Because right there, that very top comment nailed it. Of course it’s The Blue Album. I enjoy all ten of those tracks. It’s probably as close to perfection that the medium of an album is capable of achieving. From “My Name is Jonas” all the way to “Only in Dreams,” there’s not a bad song, not even a bad note really.
I remember when I was in like fourth or fifth grade, I had this tiny little boom box, a CD player with only three or four CDs to play on it. When I wanted new music, I had no other choice than to listen to FM radio. It was around that time that Weezer’s first single, “Buddy Holly” got really popular on the top-forty stations.
Buying actual CDs was like a once a year thing for me, and so I don’t know if it was an actual love of “Buddy Holly” or just pure chance that led me to pick out The Blue Album when the opportunity for a new CD finally arose. But throughout the rest of my childhood, all the way through grammar school to high school, I played that CD cover to cover almost constantly. None of the songs ever got old.
I always hate it when people ask me what my favorite song is, as if I could pick just one song out of my collection of music to rank number one. I hate it for like a minute before I remember, wait a second, “Say it Ain’t So,” that’s my favorite song. And I don’t think I’m alone here, like this is any unique opinion. It’s a lot of people’s favorite song.
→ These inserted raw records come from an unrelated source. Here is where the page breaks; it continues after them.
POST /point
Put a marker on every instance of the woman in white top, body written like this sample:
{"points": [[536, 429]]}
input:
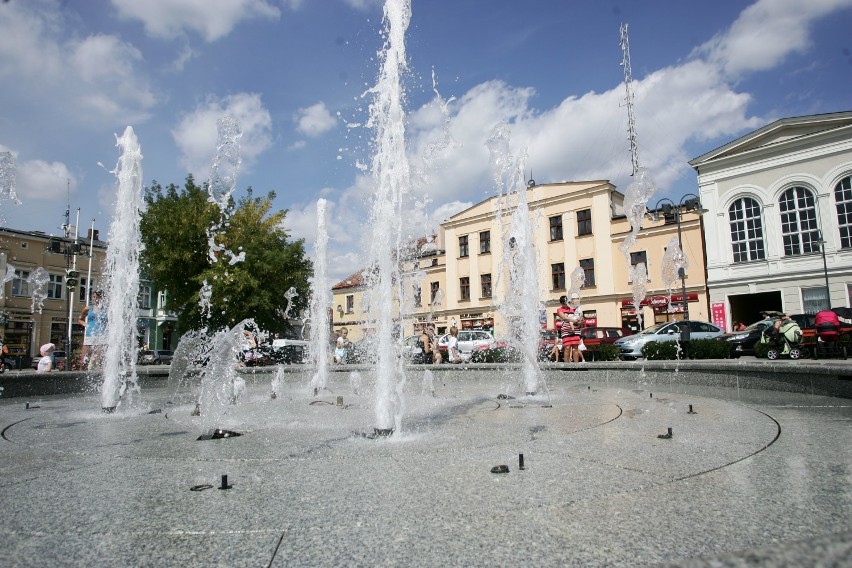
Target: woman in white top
{"points": [[453, 346], [45, 364]]}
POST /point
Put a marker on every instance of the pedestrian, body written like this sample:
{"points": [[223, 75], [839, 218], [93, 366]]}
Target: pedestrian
{"points": [[93, 318], [556, 351], [453, 346], [427, 347], [3, 352], [571, 316], [45, 364], [437, 358], [341, 346]]}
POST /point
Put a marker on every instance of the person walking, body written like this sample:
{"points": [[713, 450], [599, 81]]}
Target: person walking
{"points": [[453, 346], [93, 318], [571, 316], [45, 364], [437, 358]]}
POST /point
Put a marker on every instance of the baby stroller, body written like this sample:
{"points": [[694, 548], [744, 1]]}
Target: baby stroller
{"points": [[785, 341], [828, 344]]}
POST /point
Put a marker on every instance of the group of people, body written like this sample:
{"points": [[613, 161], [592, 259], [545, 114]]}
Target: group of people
{"points": [[428, 343], [569, 322]]}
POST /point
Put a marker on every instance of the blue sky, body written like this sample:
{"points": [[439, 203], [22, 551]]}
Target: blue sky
{"points": [[294, 73]]}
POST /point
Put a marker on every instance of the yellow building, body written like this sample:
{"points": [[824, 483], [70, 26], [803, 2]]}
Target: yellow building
{"points": [[25, 328], [459, 276]]}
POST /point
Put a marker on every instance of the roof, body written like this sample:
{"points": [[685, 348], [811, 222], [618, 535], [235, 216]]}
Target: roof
{"points": [[778, 132], [352, 281]]}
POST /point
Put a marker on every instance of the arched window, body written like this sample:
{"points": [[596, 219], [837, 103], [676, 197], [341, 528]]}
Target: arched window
{"points": [[746, 230], [843, 199], [798, 222]]}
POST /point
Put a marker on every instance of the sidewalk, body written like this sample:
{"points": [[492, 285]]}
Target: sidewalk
{"points": [[751, 474]]}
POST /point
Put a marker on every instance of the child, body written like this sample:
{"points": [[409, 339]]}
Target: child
{"points": [[46, 362]]}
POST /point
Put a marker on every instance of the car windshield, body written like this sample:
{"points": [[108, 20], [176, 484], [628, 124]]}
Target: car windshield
{"points": [[654, 328]]}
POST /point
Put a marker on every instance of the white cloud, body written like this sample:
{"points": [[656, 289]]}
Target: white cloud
{"points": [[365, 4], [211, 19], [195, 134], [314, 120], [44, 181], [765, 33], [89, 79]]}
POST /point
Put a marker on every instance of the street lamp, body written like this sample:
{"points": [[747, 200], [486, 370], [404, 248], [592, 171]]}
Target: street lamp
{"points": [[689, 202], [824, 269]]}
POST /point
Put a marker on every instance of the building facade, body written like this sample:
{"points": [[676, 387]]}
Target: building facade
{"points": [[460, 275], [26, 325], [779, 227]]}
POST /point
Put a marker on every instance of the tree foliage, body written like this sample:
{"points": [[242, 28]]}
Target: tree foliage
{"points": [[174, 232]]}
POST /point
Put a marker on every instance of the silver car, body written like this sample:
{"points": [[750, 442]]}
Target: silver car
{"points": [[469, 341], [630, 347]]}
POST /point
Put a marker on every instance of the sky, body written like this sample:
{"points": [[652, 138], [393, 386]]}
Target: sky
{"points": [[297, 74]]}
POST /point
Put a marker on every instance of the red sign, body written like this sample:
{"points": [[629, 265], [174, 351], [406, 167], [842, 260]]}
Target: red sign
{"points": [[717, 310], [658, 301]]}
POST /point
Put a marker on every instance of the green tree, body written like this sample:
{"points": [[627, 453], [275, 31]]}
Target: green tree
{"points": [[174, 232]]}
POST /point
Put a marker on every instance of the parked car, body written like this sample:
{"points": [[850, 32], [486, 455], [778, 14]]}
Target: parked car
{"points": [[468, 341], [595, 336], [545, 344], [630, 346], [59, 361], [156, 357], [742, 342], [286, 351], [410, 351]]}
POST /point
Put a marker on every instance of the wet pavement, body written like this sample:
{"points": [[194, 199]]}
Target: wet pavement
{"points": [[748, 475]]}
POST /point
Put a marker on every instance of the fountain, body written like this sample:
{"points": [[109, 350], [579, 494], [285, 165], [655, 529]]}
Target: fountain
{"points": [[122, 276], [596, 470], [391, 177], [520, 305], [320, 303]]}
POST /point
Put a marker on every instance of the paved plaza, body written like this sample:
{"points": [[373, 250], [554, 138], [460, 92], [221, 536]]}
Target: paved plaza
{"points": [[750, 475]]}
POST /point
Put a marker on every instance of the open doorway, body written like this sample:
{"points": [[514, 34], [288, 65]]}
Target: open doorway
{"points": [[746, 308]]}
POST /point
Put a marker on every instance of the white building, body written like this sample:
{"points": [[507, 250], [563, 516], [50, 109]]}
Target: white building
{"points": [[776, 196]]}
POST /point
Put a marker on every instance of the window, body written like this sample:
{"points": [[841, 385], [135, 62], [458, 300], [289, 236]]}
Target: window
{"points": [[54, 286], [557, 273], [463, 246], [588, 266], [83, 287], [746, 230], [556, 228], [144, 298], [464, 288], [20, 286], [798, 222], [485, 279], [485, 242], [843, 199], [814, 299], [584, 222]]}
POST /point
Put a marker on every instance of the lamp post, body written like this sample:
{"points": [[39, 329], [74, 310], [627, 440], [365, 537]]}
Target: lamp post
{"points": [[824, 269], [689, 202]]}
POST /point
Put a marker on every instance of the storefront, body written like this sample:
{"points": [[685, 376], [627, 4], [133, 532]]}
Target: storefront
{"points": [[664, 309]]}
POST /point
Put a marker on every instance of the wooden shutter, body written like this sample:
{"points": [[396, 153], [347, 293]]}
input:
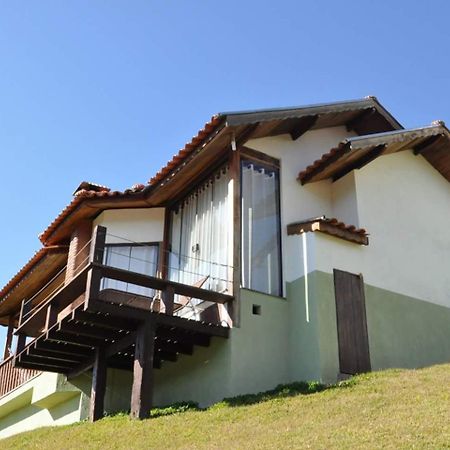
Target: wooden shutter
{"points": [[353, 340]]}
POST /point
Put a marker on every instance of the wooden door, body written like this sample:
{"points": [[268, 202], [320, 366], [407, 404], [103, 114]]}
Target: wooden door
{"points": [[353, 341]]}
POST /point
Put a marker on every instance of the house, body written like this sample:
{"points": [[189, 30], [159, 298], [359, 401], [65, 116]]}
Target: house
{"points": [[278, 245]]}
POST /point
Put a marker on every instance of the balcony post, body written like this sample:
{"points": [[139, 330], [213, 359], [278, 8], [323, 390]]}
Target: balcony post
{"points": [[96, 255], [98, 385], [168, 295], [25, 308], [98, 245]]}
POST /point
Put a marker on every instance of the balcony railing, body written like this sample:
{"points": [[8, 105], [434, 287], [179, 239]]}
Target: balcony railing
{"points": [[88, 286], [12, 377]]}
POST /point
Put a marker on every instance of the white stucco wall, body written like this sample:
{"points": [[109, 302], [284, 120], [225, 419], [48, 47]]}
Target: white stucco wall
{"points": [[403, 202], [136, 225], [344, 200]]}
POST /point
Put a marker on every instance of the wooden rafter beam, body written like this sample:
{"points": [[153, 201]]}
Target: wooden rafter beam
{"points": [[366, 158], [420, 148], [302, 125], [364, 115]]}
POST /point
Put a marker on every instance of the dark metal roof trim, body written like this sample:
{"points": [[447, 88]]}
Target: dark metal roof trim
{"points": [[235, 118], [390, 137]]}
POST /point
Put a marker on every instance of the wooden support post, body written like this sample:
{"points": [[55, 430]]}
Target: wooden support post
{"points": [[25, 308], [235, 275], [52, 315], [142, 390], [98, 385], [21, 341], [168, 296], [98, 245], [96, 256], [7, 353]]}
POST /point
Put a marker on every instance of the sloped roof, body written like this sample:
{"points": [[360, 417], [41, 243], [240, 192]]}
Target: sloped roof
{"points": [[331, 226], [432, 142], [365, 116], [213, 140], [42, 265]]}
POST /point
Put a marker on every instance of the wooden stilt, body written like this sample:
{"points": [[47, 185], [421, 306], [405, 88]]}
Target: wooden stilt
{"points": [[142, 391], [98, 386]]}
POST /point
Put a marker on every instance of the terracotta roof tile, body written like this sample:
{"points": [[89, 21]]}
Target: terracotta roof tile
{"points": [[333, 227], [79, 197], [35, 259], [187, 150]]}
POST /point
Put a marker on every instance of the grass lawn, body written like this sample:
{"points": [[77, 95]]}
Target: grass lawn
{"points": [[391, 409]]}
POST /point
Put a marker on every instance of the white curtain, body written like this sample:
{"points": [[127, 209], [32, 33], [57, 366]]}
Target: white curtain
{"points": [[200, 237], [260, 229], [135, 258]]}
One time when I was in high school, I went to this show a few towns over, a bunch of local ska and punk bands playing at one of these all-day gigs. There was this one band, right in the middle of their set, something messed up with the audio, the mics got cut but the rest of the instruments were working fine.
They tried to fix the problem, but it wasn’t happening right away, and the crowd was starting to get a little restless. After a few long minutes, the guitarist started strumming the first few bars of “Say it Ain’t So.” And everyone went nuts. The drummer joined in, so did the bassist, and from that very first, “Oh ye-eah …” the entire audience sang together in unison.
Word for word we belted out the lyrics, I’m getting goose bumps just thinking about it now, this one song, such a musical representation of how I feel when I remember growing up, the music I listened to, the same songs that gave a lot of people my age those same first feelings, like wow, I never thought music could sound this good, feel this cool. This band recorded such a great song as probably the climax to one of the most incredible records of my generation.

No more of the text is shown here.